TROUT FISHING IN AMERICA & EVERYTHING ALL THE TIME

Trout Fishing in America // Richard Brautigan

Tom Martin Creek
I walked down one morning from Steelhead, following the Klamath River that was high and murky and had the intelligence of a dinosaur.
Tom Martin Creek was a small creek with cold, clear water and poured out of a canyon and through a culvert under the highway and then into the Klamath.
I dropped a fly in a small pool just below where the creek flowed out of the culvert and took a nine-inch trout. It was a good-looking fish and fought all over the top of the pool.
Even though the creek was very small and poured out of a steep brushy canyon filled with poison oak, I decided to follow the creek up a ways because I liked the feel and motion of the creek.
I liked the name, too.
Tom Martin Creek.
It’s good to name creeks after people and then later to follow them for a while seeing what they have to offer, what they know and have made of themselves.
But that creek turned out to be a real son-of-a-bitch. I had to fight it all the God-damn way: brush, poison oak and hardly any good places to fish, and sometimes the canyon was so narrow the creek poured out like water from a faucet. Sometimes it was so bad that it just left me standing there, not knowing which way to jump.
You had to be a plumber to fish that creek.
After that first trout I was alone in there. But I didn’t know it until later.

Everything All the Time // Band of Horses

Emergence is that property which we ascribe to any system where the sum seems greater than the parts. A few carbon atoms have a party with some protein chains and next thing you know, life exists.

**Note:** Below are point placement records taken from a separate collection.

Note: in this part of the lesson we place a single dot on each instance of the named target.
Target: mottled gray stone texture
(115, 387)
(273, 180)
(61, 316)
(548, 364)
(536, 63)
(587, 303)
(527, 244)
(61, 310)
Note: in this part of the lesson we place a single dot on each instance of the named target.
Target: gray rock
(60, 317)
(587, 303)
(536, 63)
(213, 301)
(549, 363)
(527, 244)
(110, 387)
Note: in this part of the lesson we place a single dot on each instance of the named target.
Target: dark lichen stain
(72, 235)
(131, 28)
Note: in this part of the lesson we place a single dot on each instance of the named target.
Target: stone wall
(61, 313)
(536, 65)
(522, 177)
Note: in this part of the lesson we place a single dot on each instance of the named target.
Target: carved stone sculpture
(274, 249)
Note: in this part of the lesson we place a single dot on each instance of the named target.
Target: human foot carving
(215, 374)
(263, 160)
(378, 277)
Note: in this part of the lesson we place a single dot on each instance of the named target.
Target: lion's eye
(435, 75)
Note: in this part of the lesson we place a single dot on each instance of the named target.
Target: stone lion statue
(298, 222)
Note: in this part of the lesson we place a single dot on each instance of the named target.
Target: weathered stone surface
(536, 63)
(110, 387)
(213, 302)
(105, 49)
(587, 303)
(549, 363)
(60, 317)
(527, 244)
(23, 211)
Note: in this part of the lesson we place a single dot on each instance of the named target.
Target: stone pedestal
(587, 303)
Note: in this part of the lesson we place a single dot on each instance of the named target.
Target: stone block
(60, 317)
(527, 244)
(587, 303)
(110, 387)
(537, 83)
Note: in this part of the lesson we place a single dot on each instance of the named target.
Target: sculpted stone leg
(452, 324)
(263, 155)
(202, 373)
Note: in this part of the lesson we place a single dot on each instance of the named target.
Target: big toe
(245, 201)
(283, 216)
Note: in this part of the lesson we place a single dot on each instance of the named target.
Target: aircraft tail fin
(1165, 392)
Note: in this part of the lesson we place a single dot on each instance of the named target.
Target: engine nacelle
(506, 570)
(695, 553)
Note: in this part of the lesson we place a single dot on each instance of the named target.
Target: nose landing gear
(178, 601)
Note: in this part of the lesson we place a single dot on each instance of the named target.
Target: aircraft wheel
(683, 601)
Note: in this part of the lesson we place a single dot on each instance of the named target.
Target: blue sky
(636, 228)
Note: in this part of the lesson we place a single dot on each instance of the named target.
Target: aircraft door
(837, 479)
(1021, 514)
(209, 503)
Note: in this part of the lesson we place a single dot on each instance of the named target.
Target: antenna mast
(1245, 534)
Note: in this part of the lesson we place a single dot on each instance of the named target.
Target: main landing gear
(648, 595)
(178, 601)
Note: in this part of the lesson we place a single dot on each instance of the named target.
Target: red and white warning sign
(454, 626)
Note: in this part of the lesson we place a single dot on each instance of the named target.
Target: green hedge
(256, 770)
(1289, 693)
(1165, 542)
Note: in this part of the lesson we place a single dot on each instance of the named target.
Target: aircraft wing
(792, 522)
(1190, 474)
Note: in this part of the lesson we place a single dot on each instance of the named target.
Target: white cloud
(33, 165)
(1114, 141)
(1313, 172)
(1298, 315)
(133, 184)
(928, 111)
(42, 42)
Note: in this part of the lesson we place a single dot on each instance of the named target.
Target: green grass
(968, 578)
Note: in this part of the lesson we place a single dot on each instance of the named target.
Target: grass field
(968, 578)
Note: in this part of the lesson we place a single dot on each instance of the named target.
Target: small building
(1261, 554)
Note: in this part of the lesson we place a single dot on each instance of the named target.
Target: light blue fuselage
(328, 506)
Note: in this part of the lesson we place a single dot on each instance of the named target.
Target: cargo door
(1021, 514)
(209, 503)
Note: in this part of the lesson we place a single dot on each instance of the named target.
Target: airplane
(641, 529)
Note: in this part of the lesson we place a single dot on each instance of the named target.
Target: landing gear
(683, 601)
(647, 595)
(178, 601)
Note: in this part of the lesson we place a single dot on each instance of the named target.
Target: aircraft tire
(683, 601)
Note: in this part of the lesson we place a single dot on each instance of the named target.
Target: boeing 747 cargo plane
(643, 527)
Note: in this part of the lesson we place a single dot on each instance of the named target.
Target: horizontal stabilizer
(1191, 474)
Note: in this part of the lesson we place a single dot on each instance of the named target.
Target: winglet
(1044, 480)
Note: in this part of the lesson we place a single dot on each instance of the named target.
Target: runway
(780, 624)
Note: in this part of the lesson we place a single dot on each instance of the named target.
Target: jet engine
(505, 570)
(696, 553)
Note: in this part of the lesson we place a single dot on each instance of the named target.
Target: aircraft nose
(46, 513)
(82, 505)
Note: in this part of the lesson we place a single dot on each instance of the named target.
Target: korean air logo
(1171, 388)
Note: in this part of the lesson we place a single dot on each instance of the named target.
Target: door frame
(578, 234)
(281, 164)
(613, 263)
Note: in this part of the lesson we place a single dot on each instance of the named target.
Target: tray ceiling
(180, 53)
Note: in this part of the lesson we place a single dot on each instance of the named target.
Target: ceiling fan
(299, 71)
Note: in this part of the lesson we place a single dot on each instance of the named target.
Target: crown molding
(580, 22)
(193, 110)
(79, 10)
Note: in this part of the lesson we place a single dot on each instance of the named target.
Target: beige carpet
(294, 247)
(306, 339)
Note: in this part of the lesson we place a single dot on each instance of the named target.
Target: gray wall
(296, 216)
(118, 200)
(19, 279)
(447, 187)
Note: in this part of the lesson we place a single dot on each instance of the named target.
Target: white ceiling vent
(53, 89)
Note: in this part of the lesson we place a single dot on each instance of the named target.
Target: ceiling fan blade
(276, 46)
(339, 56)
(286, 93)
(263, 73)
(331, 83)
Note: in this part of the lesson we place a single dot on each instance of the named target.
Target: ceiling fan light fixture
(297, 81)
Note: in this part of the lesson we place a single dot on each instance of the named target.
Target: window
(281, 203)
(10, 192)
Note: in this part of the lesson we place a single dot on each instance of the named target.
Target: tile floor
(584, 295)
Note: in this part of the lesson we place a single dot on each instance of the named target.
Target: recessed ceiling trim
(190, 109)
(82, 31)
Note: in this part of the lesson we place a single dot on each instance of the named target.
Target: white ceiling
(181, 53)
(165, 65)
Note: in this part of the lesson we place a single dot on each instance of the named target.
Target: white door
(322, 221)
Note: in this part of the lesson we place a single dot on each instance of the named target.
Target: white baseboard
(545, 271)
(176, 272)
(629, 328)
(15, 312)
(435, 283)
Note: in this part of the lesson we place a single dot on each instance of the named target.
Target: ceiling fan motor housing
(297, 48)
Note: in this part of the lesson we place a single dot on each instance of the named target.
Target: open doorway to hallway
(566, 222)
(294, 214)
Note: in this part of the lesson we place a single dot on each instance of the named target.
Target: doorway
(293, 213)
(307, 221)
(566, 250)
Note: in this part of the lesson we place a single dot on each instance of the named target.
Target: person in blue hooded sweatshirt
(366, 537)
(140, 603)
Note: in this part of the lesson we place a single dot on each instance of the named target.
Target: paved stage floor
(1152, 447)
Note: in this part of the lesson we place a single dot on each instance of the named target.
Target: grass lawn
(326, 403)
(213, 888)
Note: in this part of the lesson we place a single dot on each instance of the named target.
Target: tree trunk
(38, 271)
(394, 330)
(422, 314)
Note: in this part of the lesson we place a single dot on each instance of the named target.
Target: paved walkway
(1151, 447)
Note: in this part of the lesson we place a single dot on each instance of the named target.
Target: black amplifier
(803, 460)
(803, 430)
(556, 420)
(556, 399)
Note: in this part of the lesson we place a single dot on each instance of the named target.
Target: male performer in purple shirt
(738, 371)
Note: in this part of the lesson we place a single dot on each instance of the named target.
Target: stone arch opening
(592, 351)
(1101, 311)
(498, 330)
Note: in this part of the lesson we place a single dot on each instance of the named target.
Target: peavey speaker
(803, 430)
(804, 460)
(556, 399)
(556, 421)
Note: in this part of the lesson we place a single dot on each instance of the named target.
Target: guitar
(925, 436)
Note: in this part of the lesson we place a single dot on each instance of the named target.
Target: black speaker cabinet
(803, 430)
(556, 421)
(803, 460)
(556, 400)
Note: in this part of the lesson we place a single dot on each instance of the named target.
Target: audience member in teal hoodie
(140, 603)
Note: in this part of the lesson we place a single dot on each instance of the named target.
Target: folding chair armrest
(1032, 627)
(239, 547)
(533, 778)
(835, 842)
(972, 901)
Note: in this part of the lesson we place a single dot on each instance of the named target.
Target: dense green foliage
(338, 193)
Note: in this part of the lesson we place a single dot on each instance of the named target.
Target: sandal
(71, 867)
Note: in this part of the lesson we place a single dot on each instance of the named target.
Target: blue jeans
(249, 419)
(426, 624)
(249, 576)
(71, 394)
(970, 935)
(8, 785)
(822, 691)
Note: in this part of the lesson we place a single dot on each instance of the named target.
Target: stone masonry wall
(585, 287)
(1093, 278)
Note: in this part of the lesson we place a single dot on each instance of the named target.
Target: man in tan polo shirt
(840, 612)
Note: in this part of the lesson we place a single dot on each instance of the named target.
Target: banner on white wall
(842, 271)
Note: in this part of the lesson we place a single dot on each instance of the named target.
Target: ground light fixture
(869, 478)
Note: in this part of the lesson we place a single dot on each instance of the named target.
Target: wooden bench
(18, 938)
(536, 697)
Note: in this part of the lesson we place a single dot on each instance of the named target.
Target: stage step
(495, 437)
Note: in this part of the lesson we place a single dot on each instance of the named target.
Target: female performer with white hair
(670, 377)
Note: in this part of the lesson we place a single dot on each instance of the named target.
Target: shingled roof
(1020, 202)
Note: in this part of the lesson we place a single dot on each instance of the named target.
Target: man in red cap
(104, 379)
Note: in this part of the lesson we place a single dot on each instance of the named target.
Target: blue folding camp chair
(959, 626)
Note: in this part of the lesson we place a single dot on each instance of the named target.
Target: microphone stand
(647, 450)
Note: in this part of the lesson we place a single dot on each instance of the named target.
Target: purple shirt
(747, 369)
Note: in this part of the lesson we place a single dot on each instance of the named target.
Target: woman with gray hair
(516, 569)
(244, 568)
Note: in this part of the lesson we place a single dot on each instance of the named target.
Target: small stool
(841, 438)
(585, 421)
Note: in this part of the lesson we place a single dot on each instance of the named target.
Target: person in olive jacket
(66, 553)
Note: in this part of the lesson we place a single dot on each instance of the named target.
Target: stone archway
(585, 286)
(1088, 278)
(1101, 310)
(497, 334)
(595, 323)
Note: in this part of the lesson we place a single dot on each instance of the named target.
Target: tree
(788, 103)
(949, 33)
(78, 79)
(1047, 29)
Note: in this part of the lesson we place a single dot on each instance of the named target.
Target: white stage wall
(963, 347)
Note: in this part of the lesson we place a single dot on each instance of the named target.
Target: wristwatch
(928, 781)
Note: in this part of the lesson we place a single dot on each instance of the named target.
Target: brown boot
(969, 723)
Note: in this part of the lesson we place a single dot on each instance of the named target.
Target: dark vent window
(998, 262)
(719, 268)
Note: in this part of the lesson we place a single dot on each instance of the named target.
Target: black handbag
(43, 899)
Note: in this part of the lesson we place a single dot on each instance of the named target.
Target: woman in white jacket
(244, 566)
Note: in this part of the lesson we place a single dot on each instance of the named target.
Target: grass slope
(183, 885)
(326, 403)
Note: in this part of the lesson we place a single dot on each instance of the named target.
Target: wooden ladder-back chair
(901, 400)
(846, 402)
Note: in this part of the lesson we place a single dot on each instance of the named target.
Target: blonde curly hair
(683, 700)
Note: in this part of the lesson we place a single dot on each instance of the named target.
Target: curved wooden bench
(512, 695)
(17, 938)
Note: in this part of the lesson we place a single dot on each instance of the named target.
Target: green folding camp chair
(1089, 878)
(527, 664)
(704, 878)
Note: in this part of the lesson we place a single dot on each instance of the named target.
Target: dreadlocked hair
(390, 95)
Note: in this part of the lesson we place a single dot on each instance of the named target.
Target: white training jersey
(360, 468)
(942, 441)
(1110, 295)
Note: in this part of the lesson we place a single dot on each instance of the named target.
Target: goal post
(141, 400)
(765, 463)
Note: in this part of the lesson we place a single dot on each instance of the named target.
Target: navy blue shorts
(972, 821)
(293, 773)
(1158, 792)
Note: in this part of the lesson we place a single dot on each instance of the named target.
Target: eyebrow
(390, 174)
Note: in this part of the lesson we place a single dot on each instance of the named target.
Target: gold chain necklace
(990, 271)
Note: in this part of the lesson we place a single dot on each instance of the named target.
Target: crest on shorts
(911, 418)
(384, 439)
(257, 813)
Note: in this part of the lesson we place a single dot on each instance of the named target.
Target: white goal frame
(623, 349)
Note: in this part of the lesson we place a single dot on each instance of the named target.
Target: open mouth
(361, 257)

Snowflakes represent physical emergence, life is chemical emergence, and music is artistic emergence. Too often a pair of artists working together comes up with a musical masterpiece that, apparently, neither was capable of alone. Roger Waters and David Gilmore…Robert Plant and Jimmy Page…Simon and Garfunkel…Lennon and McCartney…the list goes on.
Everything All the Time is a classic case of an emergent album. Nothing the band has done before or since has been worth talking about. But this album is pure fifth essence. Every note resounds with that artistic suffering that seems inherent in greatness. Ben Bridwell’s singing is ethereal – coming from some other world, but rooted firmly in the reality of this one right here. Everything meshes, and the dichotomy between Ben and co-writer Mat Brooke is readily apparent, if not readily admitted by anyone, in the loss of magic in subsequent albums.
But this album achieves something that few others ever will – timelessness and an ability to remain on high rotation in my car pretty consistently since it came out mid-2006.